Myerson studied English at Bristol University and then worked for the National Theatre as a press officer.

She has written a column for The Independent about her domestic trials, including her partner, the screenwriter and director Jonathan Myerson, and their children Jacob (known as Jake), Chloe and Raphael. Since then, she has written a column for the Financial Times about homes and houses. Myerson was a regular reviewer on the UK arts programme, Newsnight Review, on BBC Two.

Myerson's novels are usually dark in mood, tending towards the supernatural.

Her first was Sleepwalking (1994), which was to some degree autobiographical. It deals in part with the suicide of an uncaring and abusive father. (Myerson's own father had committed suicide.) The main character Susan is heavily pregnant and begins an affair. She also feels she is haunted by her father's mother, reliving the neglect that had made him abusive. The book was shortlisted for the John Llewellyn Rhys Prize.

In The Touch (1996), a group of young people try to help a tramp who preaches fundamentalist Christianity and turns violently against them. In Me and the Fat Man (1999), a waitress takes to earning extra giving oral sex in a park, though not out of necessity.
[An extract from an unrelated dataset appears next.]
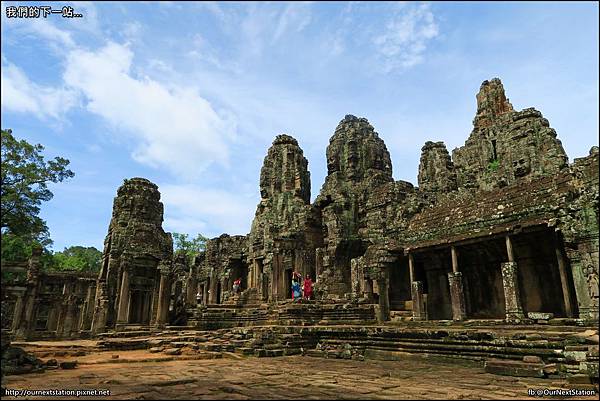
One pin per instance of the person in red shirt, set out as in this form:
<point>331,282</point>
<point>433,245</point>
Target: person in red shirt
<point>307,287</point>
She gets involved with two other men, friends who have an awkward relationship and a secret between them that turns out to be related to her own birth. Laura Blundy (2001) is set in the Victorian period. Julie Myerson tries to bring out the freshness and modernity of the period as it would have appeared at the time. Something Might Happen (2003) is about a murder in a Suffolk seaside town based on Southwold, where Myerson has a second home.

The novel Nonfiction was published in 2022.

Julie Myerson was the anonymous author of "Living with Teenagers", a Guardian column and later book that detailed the lives of a family with three teenage children. The column ended after one of the children was identified and ridiculed at school, although Myerson had denied being the author three times to her own children, only coming clean when it became clear there was no other option. After The Guardian confirmed the authorship, it removed the articles from its website to "protect their privacy".